The swamp dirt/rabbit poo helped a great deal as your photos proved.
The black rubber was great for collecting heat & holding until cooler hours.

I am an organic gardener & think you have done a great job.

I will tell you that on some site you will be told how bad tries are to growing Organic gardening.
I am aware that you did not use that term, nor do I see any reason why you should not.
I used cross ties for raised beds, year ago.
I now use the rounded beds in sandy loam, with my soil, I could use rows.
I am going to compost my soapbox, now.


----------



## Griff (Jan 12, 2013)

crabapple said:


> The swamp dirt/rabbit poo helped a great deal as your photos proved.
> The black rubber was great for collecting heat & holding until cooler hours.
> 
> I am an organic gardener & think you have done a great job.
> ...


'preciate the kind words, crabapple. 
Its good to know that we've found a simple, effective way to help ourselves. Even have enough to share a bit. They were part of our home school curriculum, as well. This fits in with our multi-use / interconnected philosophy of application. Kind of a Swiss-Army approach, but it works for us. Like cultivating local blackberry brambles for food, fencing, little critter shelter, etc instead of spending resources trying to eradicate and replace them.

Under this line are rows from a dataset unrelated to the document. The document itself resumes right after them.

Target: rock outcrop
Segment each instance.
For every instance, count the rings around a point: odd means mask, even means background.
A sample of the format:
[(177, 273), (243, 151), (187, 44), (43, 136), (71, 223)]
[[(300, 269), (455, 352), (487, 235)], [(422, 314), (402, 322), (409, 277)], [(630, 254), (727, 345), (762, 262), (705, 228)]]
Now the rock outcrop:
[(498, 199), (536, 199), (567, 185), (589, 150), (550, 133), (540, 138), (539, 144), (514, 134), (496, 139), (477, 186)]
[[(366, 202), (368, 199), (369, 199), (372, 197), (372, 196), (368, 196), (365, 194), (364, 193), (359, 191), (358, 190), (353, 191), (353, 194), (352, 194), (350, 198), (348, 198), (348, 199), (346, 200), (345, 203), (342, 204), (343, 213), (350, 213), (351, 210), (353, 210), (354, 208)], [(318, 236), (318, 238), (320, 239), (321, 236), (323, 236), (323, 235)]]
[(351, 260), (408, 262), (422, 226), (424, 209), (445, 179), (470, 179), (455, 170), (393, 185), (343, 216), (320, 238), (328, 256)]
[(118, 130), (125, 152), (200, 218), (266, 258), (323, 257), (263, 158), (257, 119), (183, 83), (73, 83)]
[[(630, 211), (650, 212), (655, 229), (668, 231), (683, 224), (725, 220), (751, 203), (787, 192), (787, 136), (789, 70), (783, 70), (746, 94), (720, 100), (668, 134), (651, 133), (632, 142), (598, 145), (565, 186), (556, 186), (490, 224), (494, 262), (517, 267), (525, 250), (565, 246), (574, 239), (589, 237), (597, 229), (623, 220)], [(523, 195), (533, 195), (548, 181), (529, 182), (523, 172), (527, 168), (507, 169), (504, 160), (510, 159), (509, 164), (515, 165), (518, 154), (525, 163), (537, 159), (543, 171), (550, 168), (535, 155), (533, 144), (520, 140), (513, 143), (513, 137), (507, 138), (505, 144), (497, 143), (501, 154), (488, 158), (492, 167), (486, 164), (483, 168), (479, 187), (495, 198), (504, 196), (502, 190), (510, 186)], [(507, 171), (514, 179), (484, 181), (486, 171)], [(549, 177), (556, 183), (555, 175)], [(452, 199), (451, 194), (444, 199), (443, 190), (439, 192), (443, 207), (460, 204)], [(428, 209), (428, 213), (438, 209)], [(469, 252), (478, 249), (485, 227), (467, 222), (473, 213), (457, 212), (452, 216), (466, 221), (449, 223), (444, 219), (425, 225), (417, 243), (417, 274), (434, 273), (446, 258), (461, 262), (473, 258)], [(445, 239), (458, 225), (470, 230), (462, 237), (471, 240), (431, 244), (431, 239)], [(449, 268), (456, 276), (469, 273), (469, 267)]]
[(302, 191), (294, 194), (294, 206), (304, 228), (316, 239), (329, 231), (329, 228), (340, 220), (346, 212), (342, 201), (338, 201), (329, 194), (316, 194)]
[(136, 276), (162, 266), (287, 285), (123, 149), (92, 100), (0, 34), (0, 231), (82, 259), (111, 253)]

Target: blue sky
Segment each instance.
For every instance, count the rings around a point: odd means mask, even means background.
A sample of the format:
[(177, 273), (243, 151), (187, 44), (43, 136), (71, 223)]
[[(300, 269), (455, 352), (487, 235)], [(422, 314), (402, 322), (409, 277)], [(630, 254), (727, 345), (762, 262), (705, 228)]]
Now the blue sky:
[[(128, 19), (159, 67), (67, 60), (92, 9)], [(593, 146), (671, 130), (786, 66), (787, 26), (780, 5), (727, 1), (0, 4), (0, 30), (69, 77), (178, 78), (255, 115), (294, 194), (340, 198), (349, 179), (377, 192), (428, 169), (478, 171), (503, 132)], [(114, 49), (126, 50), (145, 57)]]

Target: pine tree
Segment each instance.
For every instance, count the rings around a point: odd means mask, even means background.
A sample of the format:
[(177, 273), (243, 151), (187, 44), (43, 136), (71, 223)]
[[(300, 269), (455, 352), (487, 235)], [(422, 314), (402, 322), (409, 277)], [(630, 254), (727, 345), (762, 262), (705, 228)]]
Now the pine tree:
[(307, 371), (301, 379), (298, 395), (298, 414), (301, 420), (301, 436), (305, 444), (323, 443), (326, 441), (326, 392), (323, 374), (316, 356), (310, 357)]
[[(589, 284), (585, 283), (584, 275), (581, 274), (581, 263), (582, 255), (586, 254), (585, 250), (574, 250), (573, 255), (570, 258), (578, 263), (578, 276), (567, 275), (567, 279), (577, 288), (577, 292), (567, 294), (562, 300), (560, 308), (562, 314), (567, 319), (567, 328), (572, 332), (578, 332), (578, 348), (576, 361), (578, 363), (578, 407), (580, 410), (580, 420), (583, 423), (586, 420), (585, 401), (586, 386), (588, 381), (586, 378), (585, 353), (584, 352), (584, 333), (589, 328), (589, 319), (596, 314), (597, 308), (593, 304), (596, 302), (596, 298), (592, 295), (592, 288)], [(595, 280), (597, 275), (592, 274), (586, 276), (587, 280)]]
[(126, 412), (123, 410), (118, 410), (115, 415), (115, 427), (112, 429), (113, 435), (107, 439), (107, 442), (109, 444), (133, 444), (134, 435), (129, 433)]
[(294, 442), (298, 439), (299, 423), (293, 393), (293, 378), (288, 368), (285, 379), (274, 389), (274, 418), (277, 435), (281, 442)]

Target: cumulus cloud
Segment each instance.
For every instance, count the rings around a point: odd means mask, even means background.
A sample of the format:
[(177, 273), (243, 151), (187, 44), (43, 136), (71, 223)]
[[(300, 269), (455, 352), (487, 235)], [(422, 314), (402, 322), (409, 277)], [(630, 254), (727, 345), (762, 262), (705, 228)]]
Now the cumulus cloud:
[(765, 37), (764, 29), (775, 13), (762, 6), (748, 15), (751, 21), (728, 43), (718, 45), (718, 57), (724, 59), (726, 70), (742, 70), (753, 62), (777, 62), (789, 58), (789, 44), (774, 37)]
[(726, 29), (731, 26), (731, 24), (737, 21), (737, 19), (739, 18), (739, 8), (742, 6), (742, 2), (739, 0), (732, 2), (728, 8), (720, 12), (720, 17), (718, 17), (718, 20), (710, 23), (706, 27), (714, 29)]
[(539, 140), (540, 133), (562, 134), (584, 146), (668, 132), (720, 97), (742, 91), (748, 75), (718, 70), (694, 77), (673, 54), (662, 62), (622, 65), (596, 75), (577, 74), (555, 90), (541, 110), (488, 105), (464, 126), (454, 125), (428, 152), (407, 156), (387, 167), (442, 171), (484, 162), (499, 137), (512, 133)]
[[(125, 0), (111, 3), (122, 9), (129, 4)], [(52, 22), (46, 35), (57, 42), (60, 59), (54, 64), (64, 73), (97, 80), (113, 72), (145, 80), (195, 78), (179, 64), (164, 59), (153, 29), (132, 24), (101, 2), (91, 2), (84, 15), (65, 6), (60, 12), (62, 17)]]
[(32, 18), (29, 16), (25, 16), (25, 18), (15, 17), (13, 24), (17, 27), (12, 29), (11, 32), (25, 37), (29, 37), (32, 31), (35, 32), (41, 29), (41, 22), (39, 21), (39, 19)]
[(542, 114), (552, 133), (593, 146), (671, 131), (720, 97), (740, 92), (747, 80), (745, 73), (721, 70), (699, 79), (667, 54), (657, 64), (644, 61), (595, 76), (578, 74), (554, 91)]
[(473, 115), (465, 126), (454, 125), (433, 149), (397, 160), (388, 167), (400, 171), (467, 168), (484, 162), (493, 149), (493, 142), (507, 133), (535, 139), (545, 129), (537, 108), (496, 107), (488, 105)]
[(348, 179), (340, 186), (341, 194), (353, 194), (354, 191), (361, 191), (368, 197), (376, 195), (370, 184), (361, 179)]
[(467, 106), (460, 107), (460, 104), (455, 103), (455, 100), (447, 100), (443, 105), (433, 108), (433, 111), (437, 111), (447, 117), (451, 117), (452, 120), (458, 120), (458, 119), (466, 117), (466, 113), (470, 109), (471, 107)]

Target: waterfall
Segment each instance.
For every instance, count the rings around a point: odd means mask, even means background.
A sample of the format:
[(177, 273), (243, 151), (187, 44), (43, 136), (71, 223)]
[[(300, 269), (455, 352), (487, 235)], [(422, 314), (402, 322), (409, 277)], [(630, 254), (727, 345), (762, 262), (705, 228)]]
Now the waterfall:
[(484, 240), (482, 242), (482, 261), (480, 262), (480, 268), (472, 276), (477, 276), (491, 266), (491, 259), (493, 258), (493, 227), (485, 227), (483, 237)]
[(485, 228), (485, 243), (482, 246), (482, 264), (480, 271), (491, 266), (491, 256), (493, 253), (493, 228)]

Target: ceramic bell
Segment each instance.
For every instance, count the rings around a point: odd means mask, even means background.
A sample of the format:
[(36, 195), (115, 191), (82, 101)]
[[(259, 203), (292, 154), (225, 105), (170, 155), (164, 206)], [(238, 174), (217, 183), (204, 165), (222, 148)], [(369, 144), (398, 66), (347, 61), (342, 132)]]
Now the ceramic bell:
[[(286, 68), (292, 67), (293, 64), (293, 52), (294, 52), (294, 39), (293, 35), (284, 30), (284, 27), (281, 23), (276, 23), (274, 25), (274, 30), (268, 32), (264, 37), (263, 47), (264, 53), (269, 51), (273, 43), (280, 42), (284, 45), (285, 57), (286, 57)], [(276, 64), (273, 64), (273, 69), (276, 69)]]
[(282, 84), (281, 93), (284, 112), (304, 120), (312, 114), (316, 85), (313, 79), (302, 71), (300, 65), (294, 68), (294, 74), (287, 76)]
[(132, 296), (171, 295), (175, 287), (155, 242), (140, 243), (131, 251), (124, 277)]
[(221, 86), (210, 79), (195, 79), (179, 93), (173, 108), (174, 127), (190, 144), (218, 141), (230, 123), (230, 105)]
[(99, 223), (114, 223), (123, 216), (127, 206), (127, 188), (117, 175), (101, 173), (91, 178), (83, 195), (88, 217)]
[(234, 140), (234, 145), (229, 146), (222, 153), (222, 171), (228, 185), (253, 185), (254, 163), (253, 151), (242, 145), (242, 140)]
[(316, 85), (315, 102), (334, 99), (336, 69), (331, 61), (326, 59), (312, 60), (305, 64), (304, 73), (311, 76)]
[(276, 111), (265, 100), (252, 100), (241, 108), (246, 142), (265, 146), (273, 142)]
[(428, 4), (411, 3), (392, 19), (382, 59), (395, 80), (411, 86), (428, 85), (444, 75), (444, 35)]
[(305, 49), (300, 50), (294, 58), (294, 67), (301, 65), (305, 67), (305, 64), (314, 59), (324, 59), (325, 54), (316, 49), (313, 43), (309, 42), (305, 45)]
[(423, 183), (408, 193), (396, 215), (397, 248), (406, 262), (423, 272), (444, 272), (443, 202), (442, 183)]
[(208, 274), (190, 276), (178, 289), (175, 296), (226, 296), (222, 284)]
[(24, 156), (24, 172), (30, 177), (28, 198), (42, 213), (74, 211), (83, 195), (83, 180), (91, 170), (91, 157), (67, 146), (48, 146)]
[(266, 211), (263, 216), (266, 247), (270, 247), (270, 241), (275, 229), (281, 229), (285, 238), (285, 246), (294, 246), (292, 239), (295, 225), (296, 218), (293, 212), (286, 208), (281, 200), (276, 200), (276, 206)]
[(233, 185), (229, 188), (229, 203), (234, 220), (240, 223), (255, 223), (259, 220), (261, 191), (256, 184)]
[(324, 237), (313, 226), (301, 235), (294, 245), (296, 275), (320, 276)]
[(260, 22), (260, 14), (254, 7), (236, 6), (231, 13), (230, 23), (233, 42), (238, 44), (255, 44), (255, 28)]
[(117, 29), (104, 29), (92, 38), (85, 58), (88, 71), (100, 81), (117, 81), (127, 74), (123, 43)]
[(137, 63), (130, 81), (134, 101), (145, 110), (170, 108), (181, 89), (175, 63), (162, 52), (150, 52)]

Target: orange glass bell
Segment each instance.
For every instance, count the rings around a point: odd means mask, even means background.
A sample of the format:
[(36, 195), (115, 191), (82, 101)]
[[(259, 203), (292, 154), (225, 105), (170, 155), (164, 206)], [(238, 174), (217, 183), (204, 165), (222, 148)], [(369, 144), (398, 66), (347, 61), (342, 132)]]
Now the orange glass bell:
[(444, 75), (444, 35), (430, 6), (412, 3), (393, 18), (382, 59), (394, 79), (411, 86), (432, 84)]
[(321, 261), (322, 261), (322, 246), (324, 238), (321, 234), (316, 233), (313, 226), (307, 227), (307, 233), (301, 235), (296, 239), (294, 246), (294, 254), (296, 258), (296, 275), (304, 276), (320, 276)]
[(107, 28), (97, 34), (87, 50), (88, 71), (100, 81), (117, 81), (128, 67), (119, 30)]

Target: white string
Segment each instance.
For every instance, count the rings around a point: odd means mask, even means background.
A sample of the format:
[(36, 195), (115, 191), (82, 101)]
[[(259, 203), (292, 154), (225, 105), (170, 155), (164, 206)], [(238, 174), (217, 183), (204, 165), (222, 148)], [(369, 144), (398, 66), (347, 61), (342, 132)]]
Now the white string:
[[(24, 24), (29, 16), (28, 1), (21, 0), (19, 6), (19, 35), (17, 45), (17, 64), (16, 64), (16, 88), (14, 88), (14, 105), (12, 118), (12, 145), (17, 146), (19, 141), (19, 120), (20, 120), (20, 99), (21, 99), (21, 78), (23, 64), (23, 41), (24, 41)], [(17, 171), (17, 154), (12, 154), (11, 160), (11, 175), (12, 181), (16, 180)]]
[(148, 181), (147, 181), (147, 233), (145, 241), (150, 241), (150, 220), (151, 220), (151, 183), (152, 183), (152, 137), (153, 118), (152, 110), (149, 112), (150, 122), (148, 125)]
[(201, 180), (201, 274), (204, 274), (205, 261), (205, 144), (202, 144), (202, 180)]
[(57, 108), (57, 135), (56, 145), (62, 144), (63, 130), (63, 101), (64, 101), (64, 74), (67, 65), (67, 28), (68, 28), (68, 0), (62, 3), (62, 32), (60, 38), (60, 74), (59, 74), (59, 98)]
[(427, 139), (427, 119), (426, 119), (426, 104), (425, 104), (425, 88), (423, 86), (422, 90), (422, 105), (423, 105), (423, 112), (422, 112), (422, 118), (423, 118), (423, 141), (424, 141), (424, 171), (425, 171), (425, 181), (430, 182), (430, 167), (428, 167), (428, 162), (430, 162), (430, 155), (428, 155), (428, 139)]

We've been using other peoples' trash to build our treasure for a long time now. Empty feed sacks for sandbags. Phone poles for fence posts. Pallets for fruit tree enclosures. Empty 2 liter soda bottles for water storage. You know how it goes. Not a farm out there you can't find a store of cinder blocks and blue tarps. Betcha know a few other tricks, huh? I'd love to hear them if you'd care to share.

And please don't compost your soapbox. It gives me a prop to talk about myself.


----------